A Cornell University study reveals that AI tools like ChatGPT have increased researchers' paper output by up to 50%, particularly benefiting non-native English speakers. However, this surge in polished manuscripts is complicating peer review and funding decisions, as many lack substantial scientific value. The findings highlight a shift in global research dynamics and call for updated policies on AI use in academia.
Since ChatGPT's widespread adoption in late 2022, scientists have reported higher productivity, with journal editors noting an influx of well-written but low-value submissions. A Cornell study, published on December 18, 2025, in Science, analyzed over 2 million preprints from arXiv, bioRxiv, and SSRN, spanning January 2018 to June 2024. Researchers developed a detector to identify LLM-assisted papers by comparing them to pre-2023 human-written ones.
The results show a clear productivity boost: authors likely using LLMs posted about one-third more papers on arXiv and over 50% more on bioRxiv and SSRN. The gains were most pronounced for non-native English speakers, with researchers from Asian institutions increasing output by 43% to 89.3%, depending on the platform. "It is a very widespread pattern, across different fields of science," said Yian Yin, assistant professor of information science at Cornell's Ann S. Bowers College of Computing and Information Science.
Beyond writing, AI search tools like Bing Chat improved literature reviews by surfacing newer, more diverse sources. First author Keigo Kusumegi noted, "People using LLMs are connecting to more diverse knowledge, which might be driving more creative ideas."
Yet, challenges emerge in evaluation. Human-written papers with complex language often signal quality and higher journal acceptance rates. In contrast, LLM-assisted papers, despite sophisticated prose, are less likely to be accepted, suggesting that polish no longer reliably indicates value.
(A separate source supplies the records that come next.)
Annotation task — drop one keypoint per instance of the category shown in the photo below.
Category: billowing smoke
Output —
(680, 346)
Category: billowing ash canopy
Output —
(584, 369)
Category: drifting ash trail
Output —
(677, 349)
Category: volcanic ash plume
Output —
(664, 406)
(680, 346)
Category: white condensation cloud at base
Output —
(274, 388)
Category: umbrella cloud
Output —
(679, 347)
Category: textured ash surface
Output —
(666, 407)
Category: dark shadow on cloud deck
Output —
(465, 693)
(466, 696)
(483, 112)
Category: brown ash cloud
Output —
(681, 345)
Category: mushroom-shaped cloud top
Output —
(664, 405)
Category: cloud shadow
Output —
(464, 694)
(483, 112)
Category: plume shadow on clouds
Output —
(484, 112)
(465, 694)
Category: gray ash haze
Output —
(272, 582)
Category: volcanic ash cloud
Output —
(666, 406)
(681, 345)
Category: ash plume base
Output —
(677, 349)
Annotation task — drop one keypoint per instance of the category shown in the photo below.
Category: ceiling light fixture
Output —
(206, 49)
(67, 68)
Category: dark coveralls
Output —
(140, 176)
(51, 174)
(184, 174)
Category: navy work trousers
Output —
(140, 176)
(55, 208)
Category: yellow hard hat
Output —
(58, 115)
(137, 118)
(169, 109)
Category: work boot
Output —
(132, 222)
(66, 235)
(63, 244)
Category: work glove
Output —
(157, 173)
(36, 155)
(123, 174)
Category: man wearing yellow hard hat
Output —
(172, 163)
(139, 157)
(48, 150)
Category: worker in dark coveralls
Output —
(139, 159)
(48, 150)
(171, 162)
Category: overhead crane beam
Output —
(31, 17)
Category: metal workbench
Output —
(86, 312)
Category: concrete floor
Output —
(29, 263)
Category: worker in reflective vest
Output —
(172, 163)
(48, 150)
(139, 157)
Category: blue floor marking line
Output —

This disconnect could hinder editors, reviewers, and funders, as raw publication counts become misleading.
The observational study calls for experimental follow-ups and policy updates. Yin is hosting a symposium on March 3-5, 2026, in Ithaca to discuss AI's role in research. Co-authors include Xinyu Yang, Paul Ginsparg, Mathijs de Vaan, and Toby Stuart; funding came from the National Science Foundation.
As AI evolves into a "co-scientist," Yin emphasizes transparency: "The question is, how exactly have you used AI and whether it's helpful or not."